Although the overall technical success was 94% (49/52 cases), it was 95% for those with stenoses (40/42 cases) and 90% for those with occlusions (9/10 cases; P < .5). Intraoperative thrombosis occurred in three infrapopliteal cases (two tibioperoneal trunks and one peroneal artery) and in one popliteal artery. All four cases were successfully managed with intra-arterial infusion of thrombolytic agents under duplex guidance. Overall, the preprocedure and postprocedure ABIs ranged from 0.4 to 0.8 (mean ± SD, 0.58 ± 0.15) and 0.7 to 1.1 (mean ± SD, 0.9 ± 0.16), respectively (P < .0001). Twenty-two (88%) of 25 patients experienced a significant (>0.15) postoperative ABI increase. Overall 30-day survival and limb salvage rates were 100%.
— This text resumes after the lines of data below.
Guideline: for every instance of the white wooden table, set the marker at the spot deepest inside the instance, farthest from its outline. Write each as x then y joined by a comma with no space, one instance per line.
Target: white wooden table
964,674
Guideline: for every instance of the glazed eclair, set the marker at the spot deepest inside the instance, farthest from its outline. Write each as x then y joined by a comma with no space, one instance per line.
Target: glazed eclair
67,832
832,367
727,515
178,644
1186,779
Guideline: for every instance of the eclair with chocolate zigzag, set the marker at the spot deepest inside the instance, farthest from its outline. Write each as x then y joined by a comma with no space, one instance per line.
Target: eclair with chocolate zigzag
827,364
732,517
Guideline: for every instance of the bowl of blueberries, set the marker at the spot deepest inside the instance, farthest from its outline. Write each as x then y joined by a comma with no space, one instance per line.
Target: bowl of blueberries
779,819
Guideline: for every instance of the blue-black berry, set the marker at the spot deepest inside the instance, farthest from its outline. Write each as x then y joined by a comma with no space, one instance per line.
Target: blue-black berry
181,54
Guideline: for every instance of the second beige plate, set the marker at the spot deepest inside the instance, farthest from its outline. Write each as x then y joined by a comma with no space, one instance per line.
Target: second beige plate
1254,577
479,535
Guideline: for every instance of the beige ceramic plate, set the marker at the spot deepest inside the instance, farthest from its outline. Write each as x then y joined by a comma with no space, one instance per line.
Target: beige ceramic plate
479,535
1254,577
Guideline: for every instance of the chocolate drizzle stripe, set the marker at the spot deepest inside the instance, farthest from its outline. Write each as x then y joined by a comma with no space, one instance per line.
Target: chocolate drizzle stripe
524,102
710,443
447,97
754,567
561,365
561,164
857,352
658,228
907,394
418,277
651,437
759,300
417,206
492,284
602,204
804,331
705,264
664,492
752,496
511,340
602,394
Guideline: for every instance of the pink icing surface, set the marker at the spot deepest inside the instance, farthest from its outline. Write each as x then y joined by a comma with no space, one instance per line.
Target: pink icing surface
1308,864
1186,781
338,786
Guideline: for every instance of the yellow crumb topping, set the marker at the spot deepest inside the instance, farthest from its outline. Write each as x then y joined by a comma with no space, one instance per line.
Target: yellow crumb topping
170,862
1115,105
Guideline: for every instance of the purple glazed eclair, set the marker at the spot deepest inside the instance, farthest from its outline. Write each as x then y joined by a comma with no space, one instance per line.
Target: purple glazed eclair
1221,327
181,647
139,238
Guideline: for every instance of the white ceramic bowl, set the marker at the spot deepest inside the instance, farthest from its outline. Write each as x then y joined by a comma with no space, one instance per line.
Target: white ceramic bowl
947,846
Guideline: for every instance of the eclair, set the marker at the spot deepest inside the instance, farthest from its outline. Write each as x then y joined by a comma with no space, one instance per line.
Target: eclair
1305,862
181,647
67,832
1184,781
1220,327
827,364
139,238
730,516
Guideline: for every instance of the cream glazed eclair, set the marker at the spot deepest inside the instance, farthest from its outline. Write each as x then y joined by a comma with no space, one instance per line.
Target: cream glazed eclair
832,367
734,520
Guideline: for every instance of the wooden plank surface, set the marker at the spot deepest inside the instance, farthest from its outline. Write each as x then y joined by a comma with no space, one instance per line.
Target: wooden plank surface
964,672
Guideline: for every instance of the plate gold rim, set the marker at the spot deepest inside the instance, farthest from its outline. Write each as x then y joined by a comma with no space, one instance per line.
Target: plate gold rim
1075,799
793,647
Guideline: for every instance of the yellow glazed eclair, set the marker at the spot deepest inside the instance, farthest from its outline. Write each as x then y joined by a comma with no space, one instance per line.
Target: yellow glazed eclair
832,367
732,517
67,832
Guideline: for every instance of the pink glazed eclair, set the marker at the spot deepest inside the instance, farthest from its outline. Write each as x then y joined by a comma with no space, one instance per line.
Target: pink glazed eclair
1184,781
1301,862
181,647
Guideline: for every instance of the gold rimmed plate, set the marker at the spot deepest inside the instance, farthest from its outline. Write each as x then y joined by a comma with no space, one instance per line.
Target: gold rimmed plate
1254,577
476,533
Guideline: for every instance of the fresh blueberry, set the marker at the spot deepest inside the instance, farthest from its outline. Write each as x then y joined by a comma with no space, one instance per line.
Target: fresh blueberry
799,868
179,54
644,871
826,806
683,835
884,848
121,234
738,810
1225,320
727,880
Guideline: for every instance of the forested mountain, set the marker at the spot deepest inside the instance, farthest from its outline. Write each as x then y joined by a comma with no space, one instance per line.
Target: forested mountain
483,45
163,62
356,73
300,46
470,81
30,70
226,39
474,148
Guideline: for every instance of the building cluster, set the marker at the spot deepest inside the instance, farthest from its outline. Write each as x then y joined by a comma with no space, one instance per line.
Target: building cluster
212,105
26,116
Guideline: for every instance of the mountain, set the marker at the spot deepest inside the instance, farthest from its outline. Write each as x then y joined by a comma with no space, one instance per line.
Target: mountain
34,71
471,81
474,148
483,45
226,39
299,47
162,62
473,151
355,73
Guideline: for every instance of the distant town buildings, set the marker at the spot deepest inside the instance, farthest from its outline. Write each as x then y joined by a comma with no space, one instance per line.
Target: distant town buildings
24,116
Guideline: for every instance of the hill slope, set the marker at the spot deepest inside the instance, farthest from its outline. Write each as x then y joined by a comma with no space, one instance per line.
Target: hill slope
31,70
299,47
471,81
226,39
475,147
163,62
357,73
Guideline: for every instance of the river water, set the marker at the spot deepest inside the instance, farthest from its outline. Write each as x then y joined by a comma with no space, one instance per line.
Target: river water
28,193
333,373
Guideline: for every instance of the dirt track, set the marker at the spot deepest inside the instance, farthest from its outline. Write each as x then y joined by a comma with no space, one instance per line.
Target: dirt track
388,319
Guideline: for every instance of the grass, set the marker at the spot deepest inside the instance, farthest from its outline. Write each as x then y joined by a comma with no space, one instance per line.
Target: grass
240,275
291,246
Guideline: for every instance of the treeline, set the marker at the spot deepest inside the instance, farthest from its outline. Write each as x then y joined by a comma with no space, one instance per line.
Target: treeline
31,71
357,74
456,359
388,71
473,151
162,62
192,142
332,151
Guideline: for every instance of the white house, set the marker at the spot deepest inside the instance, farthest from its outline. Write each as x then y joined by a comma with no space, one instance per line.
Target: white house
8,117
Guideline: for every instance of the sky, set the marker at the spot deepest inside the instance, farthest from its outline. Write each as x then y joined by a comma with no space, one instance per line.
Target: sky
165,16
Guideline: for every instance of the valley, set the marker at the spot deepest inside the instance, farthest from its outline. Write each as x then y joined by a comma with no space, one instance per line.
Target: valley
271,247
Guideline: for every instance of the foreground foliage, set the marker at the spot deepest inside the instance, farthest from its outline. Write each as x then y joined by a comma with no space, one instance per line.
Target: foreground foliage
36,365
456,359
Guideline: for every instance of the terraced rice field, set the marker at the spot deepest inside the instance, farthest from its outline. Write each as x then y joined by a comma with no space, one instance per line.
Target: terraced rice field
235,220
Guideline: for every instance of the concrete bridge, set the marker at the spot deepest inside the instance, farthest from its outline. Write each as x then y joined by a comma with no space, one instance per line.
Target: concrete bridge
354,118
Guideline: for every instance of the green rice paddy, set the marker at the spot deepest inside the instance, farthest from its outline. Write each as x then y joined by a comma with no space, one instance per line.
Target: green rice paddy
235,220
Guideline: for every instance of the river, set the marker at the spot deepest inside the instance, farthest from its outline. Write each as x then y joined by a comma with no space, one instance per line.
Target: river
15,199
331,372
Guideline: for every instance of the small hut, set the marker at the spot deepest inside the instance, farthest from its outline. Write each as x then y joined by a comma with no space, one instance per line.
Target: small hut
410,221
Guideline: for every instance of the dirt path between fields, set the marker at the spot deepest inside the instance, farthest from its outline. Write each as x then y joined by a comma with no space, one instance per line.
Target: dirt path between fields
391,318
The proposed technique eliminates the need for radiation exposure and the use of contrast material, and it seems to be an effective alternative approach for the treatment of infrapopliteal occlusive disease. Additional advantages include accurate selection of the proper size of balloon and confirmation of the adequacy of the technique by hemodynamic and imaging parameters.